The simplicity of this approach is amazing. We're talking about a couple dozen lines of code. This solution is so clean that it even solves the determinism problem, as long as the master process forks all the children in a deterministic order, and then reads back the solutions in a deterministic order.

But, we have to think a little about what's happening behind the scenes. When you do a fork, Linux sets up a page tables of the parent and child so that they both are sharing 100% of their pages: there's only one copy of everything. But the page-table entries are all flagged as "copy-on-write". If either the parent or child tries to write to any of those pages, then linux makes two copies of the page, one for the parent, one for the child, and then the write is allowed to happen.

It's kind of interesting to think about what happens when difference transmitting the master model. All those problems: the string problem, the stack problem, the garbage collector problem, etc – all of them trigger mutations, and those mutations in turn activate Linux's copy-on-write mechanism. If the size of the mutations are small - just writing a few bytes - then just one or two pages get copied-on-write.

The problem with this approach is that *fork* can be slow. Fork has to set up the page tables for the child process, which takes an amount of time proportional to the memory size of the parent process. Likely, *fork* is too slow for our purposes, but I haven't measured it.

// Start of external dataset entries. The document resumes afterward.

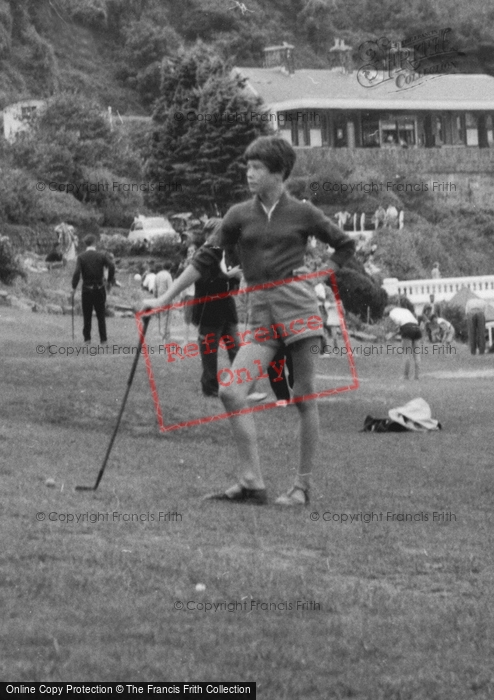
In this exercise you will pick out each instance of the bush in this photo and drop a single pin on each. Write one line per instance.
(359, 294)
(456, 316)
(10, 267)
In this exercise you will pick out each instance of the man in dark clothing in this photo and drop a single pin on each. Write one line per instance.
(91, 265)
(215, 319)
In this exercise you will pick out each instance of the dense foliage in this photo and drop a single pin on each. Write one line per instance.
(202, 125)
(10, 268)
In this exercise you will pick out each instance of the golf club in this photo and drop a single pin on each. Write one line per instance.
(73, 334)
(146, 320)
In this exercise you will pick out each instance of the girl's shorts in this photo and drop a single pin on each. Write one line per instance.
(284, 314)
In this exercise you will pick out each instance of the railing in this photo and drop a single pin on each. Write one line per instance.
(443, 289)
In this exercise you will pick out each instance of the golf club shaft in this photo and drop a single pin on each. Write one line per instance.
(146, 320)
(73, 334)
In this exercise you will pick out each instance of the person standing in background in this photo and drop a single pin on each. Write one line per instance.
(475, 310)
(435, 274)
(91, 266)
(162, 283)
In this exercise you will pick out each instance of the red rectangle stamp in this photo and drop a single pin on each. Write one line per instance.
(175, 354)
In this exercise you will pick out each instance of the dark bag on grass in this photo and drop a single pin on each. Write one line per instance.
(382, 425)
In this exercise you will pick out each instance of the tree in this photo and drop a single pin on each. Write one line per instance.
(73, 150)
(203, 123)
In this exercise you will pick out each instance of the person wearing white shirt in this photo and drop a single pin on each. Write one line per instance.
(409, 329)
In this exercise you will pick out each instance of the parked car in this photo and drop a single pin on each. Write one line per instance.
(148, 228)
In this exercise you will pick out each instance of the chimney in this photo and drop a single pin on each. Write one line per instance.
(280, 57)
(340, 56)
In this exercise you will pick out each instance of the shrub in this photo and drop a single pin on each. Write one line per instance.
(10, 267)
(359, 293)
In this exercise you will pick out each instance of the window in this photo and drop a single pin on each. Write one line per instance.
(370, 131)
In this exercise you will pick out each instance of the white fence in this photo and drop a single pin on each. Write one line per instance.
(444, 289)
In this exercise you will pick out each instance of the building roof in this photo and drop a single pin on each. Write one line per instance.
(333, 89)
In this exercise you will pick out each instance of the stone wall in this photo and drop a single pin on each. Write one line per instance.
(461, 175)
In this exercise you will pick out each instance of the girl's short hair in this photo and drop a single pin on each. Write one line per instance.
(274, 152)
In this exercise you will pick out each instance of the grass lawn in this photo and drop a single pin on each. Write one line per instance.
(308, 608)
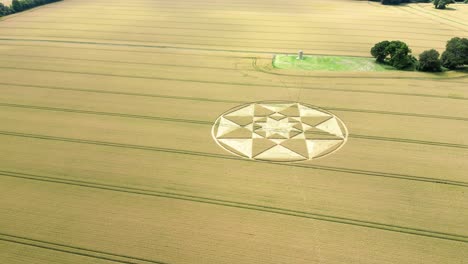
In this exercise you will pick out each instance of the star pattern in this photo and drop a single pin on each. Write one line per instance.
(279, 131)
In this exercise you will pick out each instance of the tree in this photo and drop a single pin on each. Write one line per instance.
(379, 51)
(456, 53)
(17, 6)
(4, 10)
(429, 61)
(442, 4)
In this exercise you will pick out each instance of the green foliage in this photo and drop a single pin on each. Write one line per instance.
(442, 4)
(4, 10)
(21, 5)
(379, 51)
(429, 61)
(17, 6)
(395, 53)
(456, 53)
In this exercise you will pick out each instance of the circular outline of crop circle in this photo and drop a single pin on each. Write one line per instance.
(342, 125)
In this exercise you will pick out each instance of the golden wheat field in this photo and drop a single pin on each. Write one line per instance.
(107, 153)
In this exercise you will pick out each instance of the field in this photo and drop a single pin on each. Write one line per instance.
(327, 63)
(6, 2)
(107, 156)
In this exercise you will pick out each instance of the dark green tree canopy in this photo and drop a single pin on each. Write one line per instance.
(396, 53)
(429, 61)
(442, 4)
(456, 53)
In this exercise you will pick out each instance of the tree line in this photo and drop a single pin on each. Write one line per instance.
(21, 5)
(397, 54)
(439, 4)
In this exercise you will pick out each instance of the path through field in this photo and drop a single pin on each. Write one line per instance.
(106, 110)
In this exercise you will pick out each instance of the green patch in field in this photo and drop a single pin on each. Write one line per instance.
(327, 63)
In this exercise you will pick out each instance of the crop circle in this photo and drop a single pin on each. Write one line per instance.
(279, 131)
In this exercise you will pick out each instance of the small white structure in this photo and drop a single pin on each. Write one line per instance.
(300, 55)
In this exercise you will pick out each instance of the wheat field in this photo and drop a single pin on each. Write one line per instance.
(107, 155)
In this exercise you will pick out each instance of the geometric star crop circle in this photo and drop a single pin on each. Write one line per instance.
(279, 131)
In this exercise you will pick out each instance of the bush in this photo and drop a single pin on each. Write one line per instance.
(429, 61)
(442, 4)
(379, 50)
(21, 5)
(456, 53)
(4, 10)
(395, 53)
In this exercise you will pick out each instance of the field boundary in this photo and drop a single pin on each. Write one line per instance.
(240, 205)
(231, 157)
(236, 84)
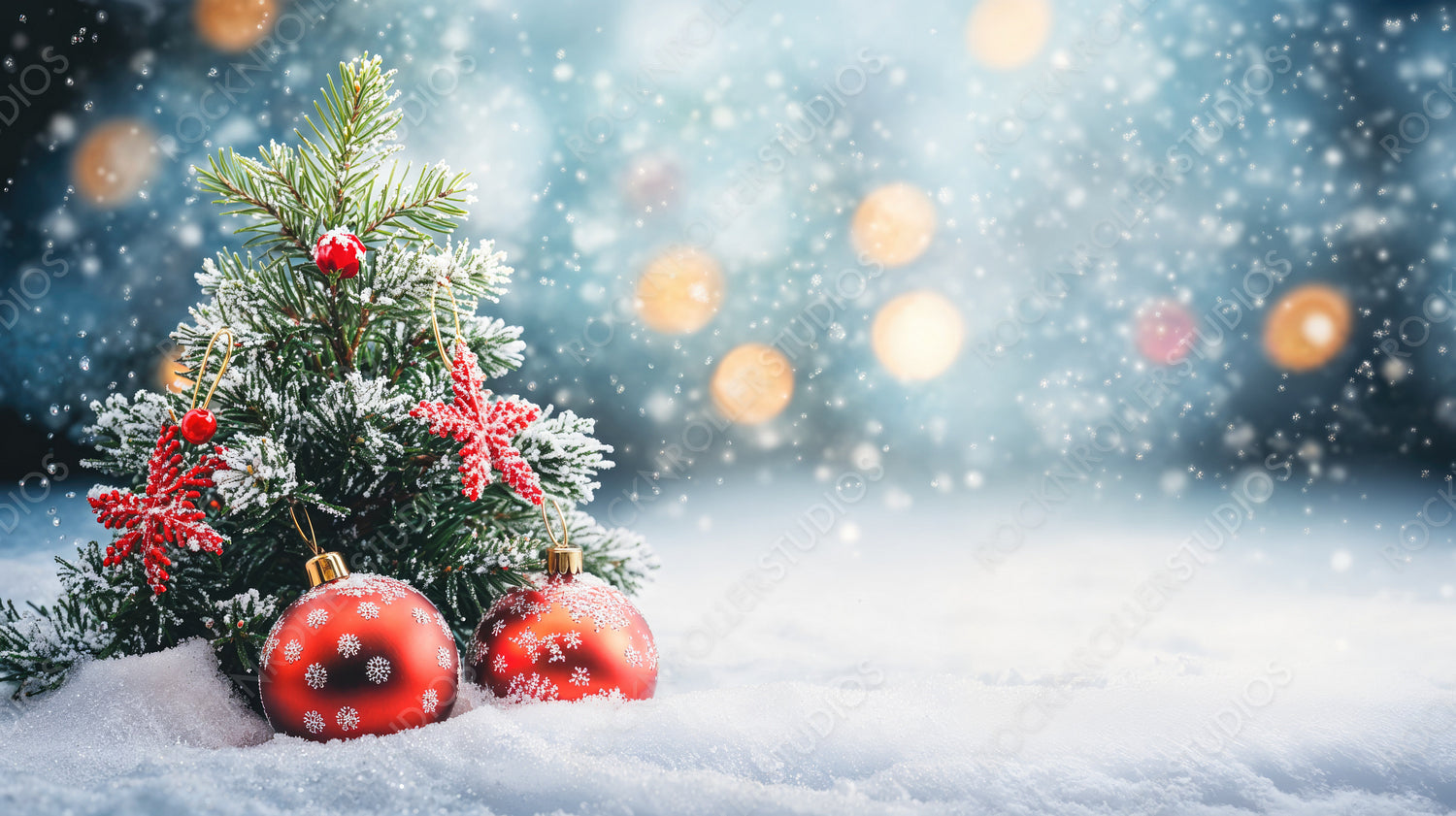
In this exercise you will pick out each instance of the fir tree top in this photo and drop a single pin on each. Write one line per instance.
(314, 408)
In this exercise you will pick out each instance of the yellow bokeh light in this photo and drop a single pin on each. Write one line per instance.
(1008, 34)
(678, 291)
(233, 25)
(917, 335)
(894, 224)
(114, 160)
(1307, 328)
(753, 383)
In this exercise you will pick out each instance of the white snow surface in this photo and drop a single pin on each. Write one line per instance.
(858, 681)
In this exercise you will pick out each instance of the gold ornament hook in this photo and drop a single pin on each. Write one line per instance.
(322, 568)
(312, 539)
(561, 557)
(201, 369)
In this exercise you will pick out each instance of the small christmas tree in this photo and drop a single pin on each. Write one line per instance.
(338, 401)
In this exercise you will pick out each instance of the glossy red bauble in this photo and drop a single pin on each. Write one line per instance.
(571, 637)
(198, 425)
(361, 655)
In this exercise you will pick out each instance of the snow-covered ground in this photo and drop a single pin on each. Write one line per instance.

You could improve the situation by just not forking so many children. For example, you could always fork two children, and assign each child half of the clients. That would give about a factor of two speedup, in theory. And two forks might not be so expensive.

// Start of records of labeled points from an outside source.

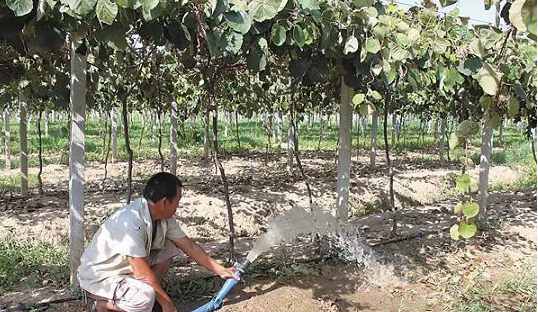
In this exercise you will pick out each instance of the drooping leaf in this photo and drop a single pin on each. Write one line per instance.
(470, 209)
(513, 107)
(82, 7)
(358, 99)
(298, 36)
(20, 7)
(239, 21)
(454, 232)
(463, 183)
(372, 45)
(467, 230)
(309, 4)
(106, 11)
(278, 35)
(488, 79)
(351, 45)
(262, 10)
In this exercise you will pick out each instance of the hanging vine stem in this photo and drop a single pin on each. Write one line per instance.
(293, 122)
(213, 105)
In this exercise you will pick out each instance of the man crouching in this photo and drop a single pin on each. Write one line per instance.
(122, 267)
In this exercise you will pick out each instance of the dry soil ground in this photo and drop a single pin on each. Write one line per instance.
(419, 271)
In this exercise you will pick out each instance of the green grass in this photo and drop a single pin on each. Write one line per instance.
(516, 291)
(32, 263)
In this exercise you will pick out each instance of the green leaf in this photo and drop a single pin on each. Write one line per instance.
(298, 36)
(20, 7)
(454, 232)
(278, 35)
(232, 43)
(239, 21)
(358, 99)
(470, 209)
(467, 230)
(445, 3)
(458, 209)
(488, 79)
(262, 10)
(81, 7)
(372, 45)
(513, 107)
(309, 4)
(106, 11)
(351, 45)
(463, 183)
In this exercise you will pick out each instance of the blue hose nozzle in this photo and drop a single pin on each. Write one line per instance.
(217, 300)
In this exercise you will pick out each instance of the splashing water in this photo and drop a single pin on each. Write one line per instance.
(286, 227)
(345, 240)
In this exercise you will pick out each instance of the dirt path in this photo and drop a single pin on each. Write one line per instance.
(422, 273)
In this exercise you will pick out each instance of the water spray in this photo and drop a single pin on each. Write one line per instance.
(216, 301)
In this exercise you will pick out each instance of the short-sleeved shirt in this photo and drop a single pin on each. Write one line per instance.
(126, 233)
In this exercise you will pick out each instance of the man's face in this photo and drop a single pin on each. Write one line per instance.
(170, 206)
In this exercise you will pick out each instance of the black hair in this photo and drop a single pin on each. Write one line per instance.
(161, 185)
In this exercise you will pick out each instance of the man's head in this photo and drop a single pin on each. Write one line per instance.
(163, 192)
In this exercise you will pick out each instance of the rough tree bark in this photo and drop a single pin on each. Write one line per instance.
(7, 140)
(23, 129)
(344, 153)
(173, 137)
(40, 152)
(485, 161)
(373, 139)
(76, 155)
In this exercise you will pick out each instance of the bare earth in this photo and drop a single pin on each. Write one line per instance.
(413, 273)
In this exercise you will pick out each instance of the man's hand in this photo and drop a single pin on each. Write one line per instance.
(226, 273)
(201, 257)
(169, 308)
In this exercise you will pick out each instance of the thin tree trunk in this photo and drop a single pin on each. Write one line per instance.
(344, 153)
(485, 161)
(40, 152)
(173, 138)
(128, 148)
(237, 130)
(160, 139)
(76, 153)
(107, 154)
(293, 125)
(206, 136)
(7, 140)
(373, 139)
(23, 132)
(224, 181)
(390, 171)
(114, 134)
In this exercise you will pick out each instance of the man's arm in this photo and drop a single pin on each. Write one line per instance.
(201, 257)
(142, 270)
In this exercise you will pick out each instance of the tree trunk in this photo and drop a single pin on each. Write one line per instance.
(344, 153)
(390, 171)
(40, 152)
(7, 140)
(125, 114)
(206, 137)
(76, 159)
(485, 161)
(173, 138)
(160, 138)
(441, 140)
(23, 133)
(373, 139)
(114, 133)
(291, 145)
(224, 181)
(107, 153)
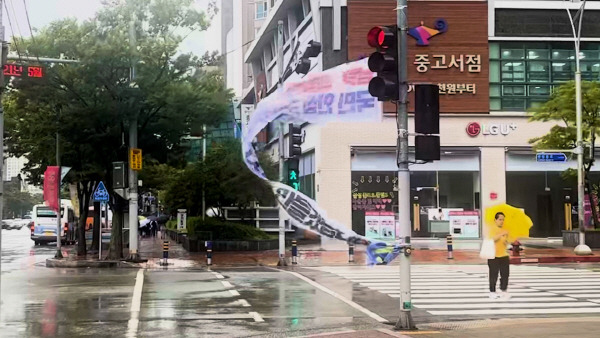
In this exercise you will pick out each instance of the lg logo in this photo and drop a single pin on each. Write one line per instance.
(474, 129)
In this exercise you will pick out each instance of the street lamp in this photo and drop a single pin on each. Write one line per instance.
(582, 248)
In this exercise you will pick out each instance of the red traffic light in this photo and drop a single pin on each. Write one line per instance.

It is possible, in Linux, to reconfigure the page size from 4KB to 2MB. Those are the only two sizes that x86-64 supports. Doing this vastly reduces the size of the page tables, with the effect that fork is much faster. But, it also makes the copy-on-write operation much slower. This would dramatically alter the performance of the forking approach, but would it be faster or slower? I don't know.

Of all the solutions here, I think the fork solution is the one most likely to be fruitful.

## Solution: Using Linux Posix_Spawn and MMap

Linux *fork* is slow because it has to create a copy of the parent process. This is usually a waste of time, because 99% of the time that somebody calls *fork*, they then immediately call *exec*, which throws out the copy that took so long to create. To solve this problem, Linux has a newer function, *posix_spawn*, which acts a lot like *fork-and-exec* in one step, but it entirely avoids the copying overhead.

Unfortunately, that doesn't seem very useful for us: we wanted the child to be a copy of the parent process, so that it would have a copy of the master and client world models. But Linux also has ways for two processes to manually share parts of their memory. You can even arrange for two processes to share copy-on-write regions of memory. This is all done through the *mmap* system call.

If we could somehow get the master world model to reside in a contiguous block of memory, we could spawn a child process using the fast posix_spawn, then we could manually hand the child process a copy-on-write copy of that region of memory holding the master world model. This would of course, require the copying of certain page-table pages, but it wouldn't involve copying the entire parent process - only the part of the parent process that holds the master world model. This would probably be a vastly smaller block of memory.

The big problem here is that each model would have to have its own memory heap. That, in turn, would lead to a new type of bug where you might accidentally allocate something using one memory allocator, and free it using a different memory allocator, causing heap corruption. This sounds very hard to navigate to me. I think this is just too error-prone.